Siobhan Devine’s The Birdwatcher is a bad movie, but it made me reflect on how spoiled Canadian audiences really are.
Movie goers have seen plenty of Canadian-made noteworthy dramas. Three of my personal favourites are Sean Garrity’s Borealis, Gail Harvey’s Looking Is the Original Sin, and Jonathan Hayes’ Algonquin. Those films feature fantastic performances that are able to stand alone while simultaneously complimenting the rest of the cast, and the filmmakers tell stories that allow the viewer to become emotionally invested. Garrity, Harvey, and Hayes are also intelligent enough to know that there’s a particular line drawn in the sand as far as sentimentality is handled. If they cross it, their stories stop being genuine and start being manipulative – they become melodramas.
I suppose Siobhan Devine’s naiveté with long-form storytelling and discipline is a suggestion as to why The Birdwatcher flops so badly.
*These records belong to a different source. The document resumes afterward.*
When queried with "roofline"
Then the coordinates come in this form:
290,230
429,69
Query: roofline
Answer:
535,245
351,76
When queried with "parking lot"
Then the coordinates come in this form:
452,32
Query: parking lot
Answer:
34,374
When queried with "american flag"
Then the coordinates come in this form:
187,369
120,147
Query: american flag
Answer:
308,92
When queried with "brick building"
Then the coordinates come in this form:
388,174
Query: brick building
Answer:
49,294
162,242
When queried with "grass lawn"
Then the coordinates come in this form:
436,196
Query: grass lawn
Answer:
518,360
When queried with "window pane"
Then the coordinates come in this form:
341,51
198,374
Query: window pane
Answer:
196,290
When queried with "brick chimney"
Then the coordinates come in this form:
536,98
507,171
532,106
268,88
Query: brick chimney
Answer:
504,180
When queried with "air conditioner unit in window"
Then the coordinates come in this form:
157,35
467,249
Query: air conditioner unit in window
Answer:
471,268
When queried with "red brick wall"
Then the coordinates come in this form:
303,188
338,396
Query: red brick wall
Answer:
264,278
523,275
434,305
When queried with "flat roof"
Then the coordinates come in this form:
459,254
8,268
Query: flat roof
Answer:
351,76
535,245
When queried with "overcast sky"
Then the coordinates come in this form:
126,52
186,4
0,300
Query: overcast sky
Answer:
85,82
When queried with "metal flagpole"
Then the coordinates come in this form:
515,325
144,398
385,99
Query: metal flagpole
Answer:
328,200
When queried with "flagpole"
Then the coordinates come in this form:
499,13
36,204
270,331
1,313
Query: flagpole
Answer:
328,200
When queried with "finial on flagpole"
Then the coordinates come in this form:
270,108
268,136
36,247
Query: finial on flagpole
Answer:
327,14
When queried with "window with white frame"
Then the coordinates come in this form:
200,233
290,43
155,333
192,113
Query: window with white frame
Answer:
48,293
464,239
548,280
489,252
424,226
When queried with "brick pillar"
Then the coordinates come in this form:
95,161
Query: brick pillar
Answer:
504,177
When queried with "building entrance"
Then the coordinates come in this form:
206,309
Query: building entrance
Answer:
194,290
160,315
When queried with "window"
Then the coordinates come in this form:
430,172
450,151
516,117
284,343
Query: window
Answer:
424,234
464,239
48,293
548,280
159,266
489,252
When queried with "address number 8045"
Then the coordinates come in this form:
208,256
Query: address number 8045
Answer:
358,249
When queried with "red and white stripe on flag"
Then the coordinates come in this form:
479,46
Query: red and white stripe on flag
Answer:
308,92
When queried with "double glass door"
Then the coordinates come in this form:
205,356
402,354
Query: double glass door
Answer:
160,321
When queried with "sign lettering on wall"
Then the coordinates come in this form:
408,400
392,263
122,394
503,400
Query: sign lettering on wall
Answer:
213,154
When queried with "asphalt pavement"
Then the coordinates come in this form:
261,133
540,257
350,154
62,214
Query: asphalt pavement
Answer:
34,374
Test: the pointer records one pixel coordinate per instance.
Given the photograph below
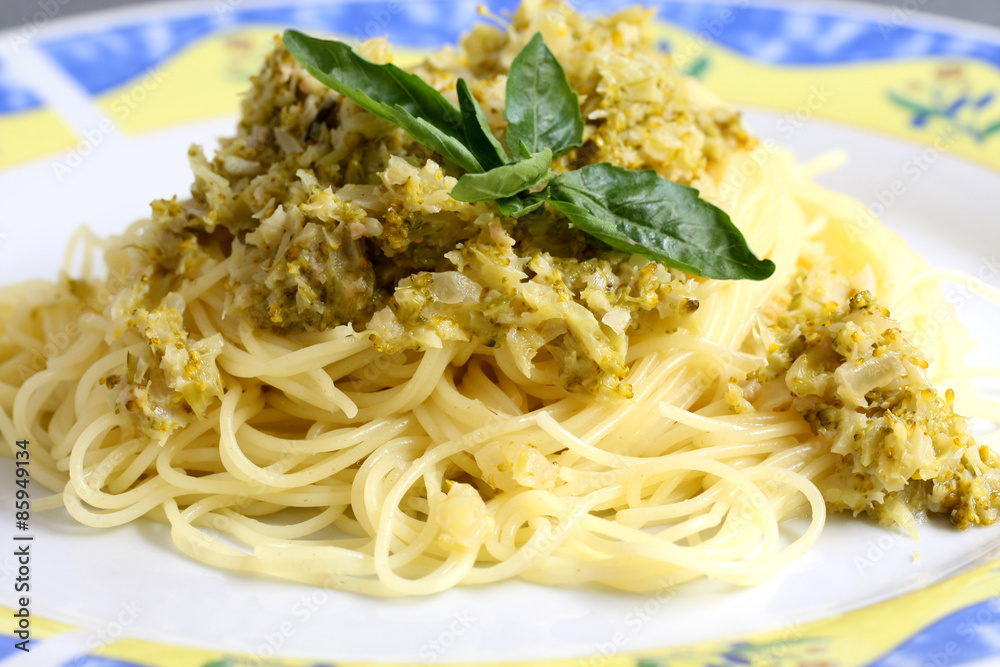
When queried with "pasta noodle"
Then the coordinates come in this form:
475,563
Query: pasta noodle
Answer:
324,460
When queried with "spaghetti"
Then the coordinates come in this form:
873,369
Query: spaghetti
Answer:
221,377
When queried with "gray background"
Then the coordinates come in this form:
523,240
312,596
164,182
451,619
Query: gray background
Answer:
18,12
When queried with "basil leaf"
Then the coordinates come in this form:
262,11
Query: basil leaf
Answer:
389,92
478,135
522,204
541,109
505,181
641,213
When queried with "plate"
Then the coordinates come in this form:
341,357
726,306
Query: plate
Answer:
95,114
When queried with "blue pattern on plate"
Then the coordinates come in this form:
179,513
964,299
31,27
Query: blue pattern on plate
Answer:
968,634
15,97
104,59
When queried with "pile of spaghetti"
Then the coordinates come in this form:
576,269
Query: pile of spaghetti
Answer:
323,367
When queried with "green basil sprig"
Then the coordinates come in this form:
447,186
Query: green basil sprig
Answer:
634,211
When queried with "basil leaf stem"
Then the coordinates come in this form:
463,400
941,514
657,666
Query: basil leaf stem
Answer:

Roslyn Muir’s screenplay about a distraught single mother reconnecting with her family can’t help but be sappy considering the heavy subject matter and how select themes and events progress. Instead of tapering back Muir’s sentimentality using her directorial efforts and her performers, Devine enables the high emotions by exhausting moments of quiet reactions and allowing her cast to over-exaggerate. The attempts at comic relief are also awkward and cheesy which evoke the wrong responses from the audience. A running gag involving a young child’s obsession with monkeys goes from displeasing eye-rolls to unintentional laughter, and then back to eye-rolls of disbelief.
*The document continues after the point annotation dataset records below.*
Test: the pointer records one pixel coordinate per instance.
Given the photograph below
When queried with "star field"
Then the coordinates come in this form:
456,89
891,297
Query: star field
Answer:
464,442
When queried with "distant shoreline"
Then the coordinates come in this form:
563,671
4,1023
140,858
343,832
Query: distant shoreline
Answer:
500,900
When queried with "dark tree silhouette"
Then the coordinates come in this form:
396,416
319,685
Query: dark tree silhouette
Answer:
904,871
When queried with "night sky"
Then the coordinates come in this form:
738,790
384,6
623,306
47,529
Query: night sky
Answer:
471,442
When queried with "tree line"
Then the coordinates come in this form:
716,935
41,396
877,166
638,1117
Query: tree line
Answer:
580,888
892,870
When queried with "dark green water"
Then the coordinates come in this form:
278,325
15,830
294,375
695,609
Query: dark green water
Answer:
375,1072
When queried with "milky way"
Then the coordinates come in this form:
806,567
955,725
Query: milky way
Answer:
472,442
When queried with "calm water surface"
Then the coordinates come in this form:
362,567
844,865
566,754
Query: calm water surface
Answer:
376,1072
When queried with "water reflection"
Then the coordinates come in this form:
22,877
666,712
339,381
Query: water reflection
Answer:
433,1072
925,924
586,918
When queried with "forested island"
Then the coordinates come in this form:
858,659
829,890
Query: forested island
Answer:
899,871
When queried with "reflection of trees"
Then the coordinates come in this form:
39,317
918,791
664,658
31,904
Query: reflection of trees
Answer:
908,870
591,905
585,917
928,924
The glaring issues in The Birdwatcher do not stem from the film’s country of origin or an exhausted genre – they evolve from a storyteller’s inexperience. If you watch The Birdwatcher, you will witness a filmmaker’s laborious growing pains. You won’t leave the theatre satisfied. You’ll just hope and pray that Siobhan Devine realized afterwards that this was a faltering first step towards a – hopefully – flourishing film career.